As for Watkins, taking one of his not infrequent walks down Fleet Street and popping in and out of its pubs, he concluded: “There was much idleness and drunkenness in Old Fleet Street,” but, “journalism was certainly more fun in those days.” If there are those who are ignorant of these truths, they must be among the more recent recruits to the trade, those prevented by killjoy modern office regimes from visiting El Vino on the afternoons when, until shortly before his death, Watkins could still be found enjoying a late lunch, accompanied by a glass or several. Casual acquaintances would always be greeted warmly. More wine and stimulating conversation would flow. Among Watkins's admirers it was no secret that there was still fun to be had.

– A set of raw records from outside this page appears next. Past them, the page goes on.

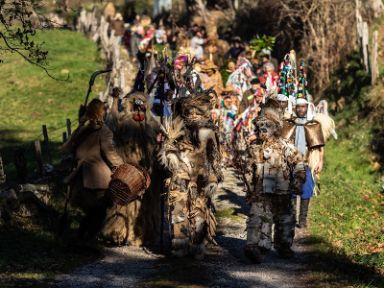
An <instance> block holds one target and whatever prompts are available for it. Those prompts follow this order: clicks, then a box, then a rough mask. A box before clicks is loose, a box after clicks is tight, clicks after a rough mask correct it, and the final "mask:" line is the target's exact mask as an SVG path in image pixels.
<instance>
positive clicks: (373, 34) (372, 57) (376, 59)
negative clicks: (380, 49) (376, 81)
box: [371, 31, 379, 85]
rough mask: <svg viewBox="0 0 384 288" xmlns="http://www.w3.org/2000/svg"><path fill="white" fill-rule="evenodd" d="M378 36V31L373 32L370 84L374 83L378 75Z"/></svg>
mask: <svg viewBox="0 0 384 288" xmlns="http://www.w3.org/2000/svg"><path fill="white" fill-rule="evenodd" d="M378 37H379V33H378V32H377V31H375V32H373V39H372V41H373V43H372V59H371V85H375V84H376V81H377V78H378V77H379V66H378V64H377V54H378V43H377V42H378Z"/></svg>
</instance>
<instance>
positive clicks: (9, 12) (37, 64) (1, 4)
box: [0, 0, 60, 80]
mask: <svg viewBox="0 0 384 288" xmlns="http://www.w3.org/2000/svg"><path fill="white" fill-rule="evenodd" d="M39 7H40V1H39V0H0V62H2V61H3V60H2V59H3V57H5V56H6V54H8V53H16V54H18V55H19V56H21V57H22V58H24V59H25V60H26V61H27V62H28V63H30V64H33V65H36V66H38V67H39V68H41V69H43V70H44V71H45V72H46V74H47V75H48V76H49V77H51V78H54V79H56V78H55V77H54V76H53V75H52V74H50V72H49V70H48V68H47V65H48V63H47V55H48V51H47V50H45V49H44V48H43V45H42V44H41V43H36V42H35V41H34V36H35V34H36V29H37V28H36V22H39V20H38V19H39V16H38V15H37V13H36V12H35V11H37V10H38V8H39ZM56 80H60V79H56Z"/></svg>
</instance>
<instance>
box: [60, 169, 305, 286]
mask: <svg viewBox="0 0 384 288" xmlns="http://www.w3.org/2000/svg"><path fill="white" fill-rule="evenodd" d="M215 203H216V208H217V211H218V215H219V216H220V218H219V231H218V236H217V237H216V240H217V243H218V244H219V245H218V246H213V247H209V249H208V255H207V256H206V258H205V259H204V260H203V261H197V260H193V259H189V258H188V259H173V258H169V257H164V256H159V255H155V254H151V253H150V252H146V251H144V250H142V249H139V248H132V247H119V248H106V249H105V255H106V256H105V258H104V259H102V260H100V261H98V262H96V263H93V264H89V265H86V266H84V267H81V268H79V269H77V270H76V271H74V272H73V273H72V274H69V275H61V276H59V277H58V278H57V280H58V283H57V284H56V285H55V287H63V288H64V287H65V288H67V287H68V288H69V287H85V288H86V287H113V288H120V287H266V288H273V287H287V288H288V287H295V288H298V287H308V285H306V283H304V281H303V280H302V279H304V278H305V274H306V273H309V270H308V268H306V267H307V265H305V264H303V263H306V262H307V261H305V260H306V259H304V258H305V256H304V254H305V250H306V249H308V248H307V247H306V246H304V245H300V239H302V238H303V235H300V234H298V235H297V237H296V241H295V246H294V250H295V251H296V252H297V253H296V256H295V258H294V259H291V260H282V259H280V258H278V257H277V255H276V253H275V252H272V253H271V254H270V255H269V256H268V257H267V259H266V261H265V263H263V264H261V265H255V264H251V263H249V262H248V261H247V259H246V258H244V256H243V250H242V249H243V246H244V244H245V237H246V233H245V222H246V216H245V214H246V212H247V205H246V204H245V202H244V192H243V187H242V183H241V181H240V180H239V179H238V178H236V176H235V173H234V171H231V170H227V171H225V183H224V185H223V186H222V187H221V189H220V191H219V193H218V194H217V195H216V201H215Z"/></svg>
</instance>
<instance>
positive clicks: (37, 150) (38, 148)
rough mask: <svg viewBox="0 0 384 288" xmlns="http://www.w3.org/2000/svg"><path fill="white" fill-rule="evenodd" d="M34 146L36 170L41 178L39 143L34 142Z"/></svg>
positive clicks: (40, 164) (42, 170)
mask: <svg viewBox="0 0 384 288" xmlns="http://www.w3.org/2000/svg"><path fill="white" fill-rule="evenodd" d="M34 146H35V156H36V162H37V169H38V171H39V175H40V176H42V175H43V157H42V155H41V145H40V141H39V140H36V141H35V142H34Z"/></svg>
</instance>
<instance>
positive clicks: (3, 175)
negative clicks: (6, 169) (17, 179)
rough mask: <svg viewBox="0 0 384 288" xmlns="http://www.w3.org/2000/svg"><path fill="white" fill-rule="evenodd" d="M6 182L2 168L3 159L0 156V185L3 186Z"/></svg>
mask: <svg viewBox="0 0 384 288" xmlns="http://www.w3.org/2000/svg"><path fill="white" fill-rule="evenodd" d="M6 180H7V177H6V176H5V169H4V166H3V158H2V157H1V155H0V184H4V183H5V181H6Z"/></svg>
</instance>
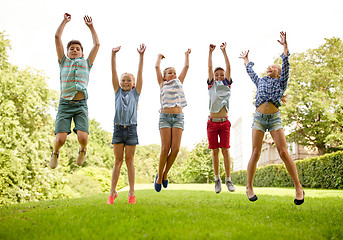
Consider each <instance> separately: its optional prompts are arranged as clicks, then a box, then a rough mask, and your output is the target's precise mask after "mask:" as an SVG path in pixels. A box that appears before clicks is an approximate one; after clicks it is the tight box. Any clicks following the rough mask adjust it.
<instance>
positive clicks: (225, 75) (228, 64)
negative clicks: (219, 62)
mask: <svg viewBox="0 0 343 240" xmlns="http://www.w3.org/2000/svg"><path fill="white" fill-rule="evenodd" d="M220 50H222V52H223V55H224V59H225V65H226V70H225V77H226V79H227V80H229V81H230V79H231V67H230V61H229V58H228V56H227V53H226V42H224V43H222V45H220Z"/></svg>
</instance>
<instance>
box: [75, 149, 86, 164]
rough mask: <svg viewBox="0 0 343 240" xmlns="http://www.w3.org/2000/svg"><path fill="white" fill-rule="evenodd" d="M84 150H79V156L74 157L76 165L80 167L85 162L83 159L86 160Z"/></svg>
mask: <svg viewBox="0 0 343 240" xmlns="http://www.w3.org/2000/svg"><path fill="white" fill-rule="evenodd" d="M86 150H87V149H85V150H84V151H81V149H79V154H78V155H77V157H76V164H77V165H79V166H82V164H83V163H84V162H85V158H86Z"/></svg>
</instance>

So while not fulfilling the promise of the book's title, many of the essays included are a delight and must have required little, if no, editing. There are occasions, however, when a little editing would not have gone amiss. That usually-fine journalist Henry Porter, writing on “Editors and Egomaniacs”, claims: “If you have talent and energy you can get there [to the top] very quickly. The late Lord (Hugh) Cudlipp, for instance, became editor-in-chief of the Daily Mirror at the astonishing age of twenty-three.” Astonishing, indeed, but not true. Cudlipp became editor of the old Sunday Pictorial (now the Sunday Mirror) at 24, and it was not until after the Second World War, when he edited forces' newspapers, and a spell working for Lord Beaverbrook's Express group that he became the Mirror group's editorial director.
And Lord Beaverbook's famous remark to a Royal Commission: “I run the Daily Express for influence, not profit,” recalled in the piece on expenses excesses, was never famous because he never said it. He told a Royal Commission: “I run the paper for the purpose of making propaganda and with no other motive.” Now that is famous and it's no secret, being discoverable on the web (as is Cudlipp's life and journalistic history in his excellent books on the trade) in the time it probably took Stephen Glover to write the first sentence of his introduction: “Most of us are newspaper readers, but not all of us know very much about how journalists operate.”
Unfortunately, I fear there are many who still won't after reading this book.